Scenario

Imagine that

  1. Your e-shop website allows users to publish their products(i.e. text, img) by themselves, even input some CSS to decorate the content.
  2. The published product will be show in a individual detail page with a rating (e.g. stars) on the top of the page.
  3. A foxy and technical users want to overlap the rating div with 5 stars by writting a pice of CSS.

like this:

Solutions

How to disable the cheating? We do have some options:

1. Add a max z-index value to true-ratting div?

Nope!

The normal-flow will still put the content(and its fake-ratting div) div on top of header (and its child true-rating div):

Btw the max z-index values of popular browser were indicated by Behnam Mohammadi & Gust van de Wal - Stackoverflow FYR:

Browser Max z─index value **When exceeded, value changes to: **
Firefox 0 - 2 2147483647 element disappears
Firefox 3 2147483647 0
Firefox 4+ 2147483647 2147483647
Safari 0 - 3 16777271 16777271
Safari 4+ 2147483647 2147483647
Internet Explorer 6+ 2147483647 2147483647
Chrome 29+ 2147483647 2147483647
Opera 9+ 2147483647 2147483647

2. Separate header and content div into 2 iFrame

Yes, it will work well, because they were isolated with 2 different html files.
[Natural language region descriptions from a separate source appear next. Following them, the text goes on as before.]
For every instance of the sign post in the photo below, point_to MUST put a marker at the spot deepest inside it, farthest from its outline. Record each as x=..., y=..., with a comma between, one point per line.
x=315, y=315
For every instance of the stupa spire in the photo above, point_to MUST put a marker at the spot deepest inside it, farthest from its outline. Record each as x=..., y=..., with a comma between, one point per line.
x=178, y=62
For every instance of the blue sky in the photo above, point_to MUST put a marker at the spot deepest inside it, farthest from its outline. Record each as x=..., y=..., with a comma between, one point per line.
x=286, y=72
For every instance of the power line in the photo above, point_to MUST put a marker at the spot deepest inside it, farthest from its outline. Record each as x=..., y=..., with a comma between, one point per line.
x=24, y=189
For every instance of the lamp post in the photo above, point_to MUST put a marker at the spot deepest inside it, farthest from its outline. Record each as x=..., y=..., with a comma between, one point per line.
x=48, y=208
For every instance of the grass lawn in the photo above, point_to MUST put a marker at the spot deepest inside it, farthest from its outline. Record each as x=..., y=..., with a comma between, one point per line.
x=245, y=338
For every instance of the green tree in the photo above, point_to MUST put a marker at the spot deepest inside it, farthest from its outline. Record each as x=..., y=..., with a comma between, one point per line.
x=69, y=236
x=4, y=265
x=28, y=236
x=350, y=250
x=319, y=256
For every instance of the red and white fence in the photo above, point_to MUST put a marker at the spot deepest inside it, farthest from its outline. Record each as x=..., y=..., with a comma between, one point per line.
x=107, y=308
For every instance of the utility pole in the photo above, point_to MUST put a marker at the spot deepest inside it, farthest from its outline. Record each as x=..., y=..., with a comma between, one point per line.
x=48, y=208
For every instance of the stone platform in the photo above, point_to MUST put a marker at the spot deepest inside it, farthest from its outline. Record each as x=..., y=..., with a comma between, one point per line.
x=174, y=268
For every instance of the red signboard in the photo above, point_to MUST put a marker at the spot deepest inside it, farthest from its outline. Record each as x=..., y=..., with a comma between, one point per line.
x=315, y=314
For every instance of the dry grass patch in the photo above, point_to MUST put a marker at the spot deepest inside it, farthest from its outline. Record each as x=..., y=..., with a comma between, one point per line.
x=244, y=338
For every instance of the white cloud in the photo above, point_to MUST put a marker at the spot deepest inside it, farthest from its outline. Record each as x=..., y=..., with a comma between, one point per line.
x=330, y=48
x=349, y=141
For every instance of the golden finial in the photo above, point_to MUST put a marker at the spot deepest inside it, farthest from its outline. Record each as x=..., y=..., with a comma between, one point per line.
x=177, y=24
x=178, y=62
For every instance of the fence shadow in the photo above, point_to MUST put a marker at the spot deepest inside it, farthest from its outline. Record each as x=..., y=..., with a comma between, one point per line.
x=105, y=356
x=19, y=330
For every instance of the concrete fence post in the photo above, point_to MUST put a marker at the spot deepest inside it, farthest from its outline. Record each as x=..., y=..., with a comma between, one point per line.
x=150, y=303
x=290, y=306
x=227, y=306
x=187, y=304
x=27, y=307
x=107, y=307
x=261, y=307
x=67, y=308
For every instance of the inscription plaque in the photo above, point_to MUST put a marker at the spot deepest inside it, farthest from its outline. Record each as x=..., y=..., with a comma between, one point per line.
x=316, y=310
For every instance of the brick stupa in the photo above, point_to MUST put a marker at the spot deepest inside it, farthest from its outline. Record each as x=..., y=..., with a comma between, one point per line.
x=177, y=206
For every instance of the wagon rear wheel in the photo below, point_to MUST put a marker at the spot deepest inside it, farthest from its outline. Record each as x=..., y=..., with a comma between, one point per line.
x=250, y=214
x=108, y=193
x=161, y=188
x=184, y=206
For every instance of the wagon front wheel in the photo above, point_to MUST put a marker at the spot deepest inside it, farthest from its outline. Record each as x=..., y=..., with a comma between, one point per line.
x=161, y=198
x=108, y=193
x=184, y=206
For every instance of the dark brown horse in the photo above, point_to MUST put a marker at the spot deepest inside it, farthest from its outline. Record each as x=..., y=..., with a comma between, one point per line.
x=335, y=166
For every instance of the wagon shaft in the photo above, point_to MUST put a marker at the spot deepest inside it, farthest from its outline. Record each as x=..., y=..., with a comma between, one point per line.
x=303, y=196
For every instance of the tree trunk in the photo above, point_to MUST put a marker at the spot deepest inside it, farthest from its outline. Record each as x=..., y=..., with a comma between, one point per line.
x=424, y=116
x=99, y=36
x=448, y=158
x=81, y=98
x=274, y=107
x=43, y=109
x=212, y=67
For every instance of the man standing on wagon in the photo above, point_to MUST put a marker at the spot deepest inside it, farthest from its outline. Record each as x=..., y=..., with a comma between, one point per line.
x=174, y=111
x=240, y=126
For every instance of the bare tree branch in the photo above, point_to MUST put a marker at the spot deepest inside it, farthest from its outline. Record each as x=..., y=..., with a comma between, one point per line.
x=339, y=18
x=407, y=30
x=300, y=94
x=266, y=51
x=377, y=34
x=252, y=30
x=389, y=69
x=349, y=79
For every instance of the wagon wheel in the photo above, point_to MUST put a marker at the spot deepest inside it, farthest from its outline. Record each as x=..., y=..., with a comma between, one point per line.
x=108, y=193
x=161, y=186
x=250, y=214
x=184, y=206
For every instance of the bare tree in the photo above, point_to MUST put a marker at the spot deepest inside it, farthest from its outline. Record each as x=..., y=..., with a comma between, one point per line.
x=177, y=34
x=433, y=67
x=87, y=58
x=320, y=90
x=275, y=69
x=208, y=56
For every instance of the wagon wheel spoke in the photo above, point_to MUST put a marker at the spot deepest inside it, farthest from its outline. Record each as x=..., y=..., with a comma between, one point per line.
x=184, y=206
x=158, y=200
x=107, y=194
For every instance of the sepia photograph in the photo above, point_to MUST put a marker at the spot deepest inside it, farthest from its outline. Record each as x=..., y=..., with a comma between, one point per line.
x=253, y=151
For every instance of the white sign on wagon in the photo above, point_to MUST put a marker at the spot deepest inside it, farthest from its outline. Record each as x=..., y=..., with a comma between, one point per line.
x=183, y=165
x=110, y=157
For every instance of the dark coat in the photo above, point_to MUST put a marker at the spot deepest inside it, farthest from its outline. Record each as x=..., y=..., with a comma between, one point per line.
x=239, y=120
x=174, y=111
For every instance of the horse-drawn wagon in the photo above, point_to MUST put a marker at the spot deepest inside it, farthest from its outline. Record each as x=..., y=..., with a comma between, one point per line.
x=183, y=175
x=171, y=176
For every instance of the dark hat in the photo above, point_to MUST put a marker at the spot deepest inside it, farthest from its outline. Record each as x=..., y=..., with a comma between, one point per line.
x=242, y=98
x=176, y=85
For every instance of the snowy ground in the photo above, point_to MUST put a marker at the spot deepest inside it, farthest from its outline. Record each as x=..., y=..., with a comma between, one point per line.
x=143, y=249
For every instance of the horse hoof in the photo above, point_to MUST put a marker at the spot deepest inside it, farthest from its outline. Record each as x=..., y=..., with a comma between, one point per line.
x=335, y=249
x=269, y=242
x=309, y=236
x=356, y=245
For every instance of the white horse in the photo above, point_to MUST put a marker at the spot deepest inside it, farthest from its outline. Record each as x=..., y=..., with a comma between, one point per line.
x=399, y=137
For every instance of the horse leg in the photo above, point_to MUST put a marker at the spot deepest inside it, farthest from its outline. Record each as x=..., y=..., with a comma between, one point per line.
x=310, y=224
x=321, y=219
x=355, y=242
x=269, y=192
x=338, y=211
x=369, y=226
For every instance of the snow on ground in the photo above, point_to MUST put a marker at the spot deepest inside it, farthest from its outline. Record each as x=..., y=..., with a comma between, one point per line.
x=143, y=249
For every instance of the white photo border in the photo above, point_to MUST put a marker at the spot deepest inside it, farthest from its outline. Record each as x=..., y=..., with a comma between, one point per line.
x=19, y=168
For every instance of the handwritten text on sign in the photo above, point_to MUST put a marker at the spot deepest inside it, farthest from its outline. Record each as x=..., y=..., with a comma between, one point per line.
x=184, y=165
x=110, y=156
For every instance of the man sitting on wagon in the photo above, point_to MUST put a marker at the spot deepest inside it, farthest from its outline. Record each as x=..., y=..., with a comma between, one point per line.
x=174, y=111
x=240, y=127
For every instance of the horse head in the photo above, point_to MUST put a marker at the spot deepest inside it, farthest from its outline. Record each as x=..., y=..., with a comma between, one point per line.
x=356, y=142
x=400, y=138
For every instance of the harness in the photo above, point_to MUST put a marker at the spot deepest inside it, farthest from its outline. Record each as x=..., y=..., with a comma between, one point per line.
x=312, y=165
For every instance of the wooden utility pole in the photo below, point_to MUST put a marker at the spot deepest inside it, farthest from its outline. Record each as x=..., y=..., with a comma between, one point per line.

But The iFrame Is Evil! - RWBlackburn LLC, so it just a way, not good one.

3. Add z-index values to relative div

WHAT!!?? You may have been confused. Yes, trust me z-index is the good way, let’s check it out:

  1. Wrap header and content div with  header-wrapper and content-wrapper, and set them position: relative. These 2 wrapper should be the part of your page template, i.e. don’t allow uses to change them.
  2. Give the header-wrapper div a big z-index (e.g. 1000) and content-wrapper dive a small z-index (e.g. 1) .

That’s it, every thing work well and don’t have to touch any users customized content, and users cannot hack the true-rating now.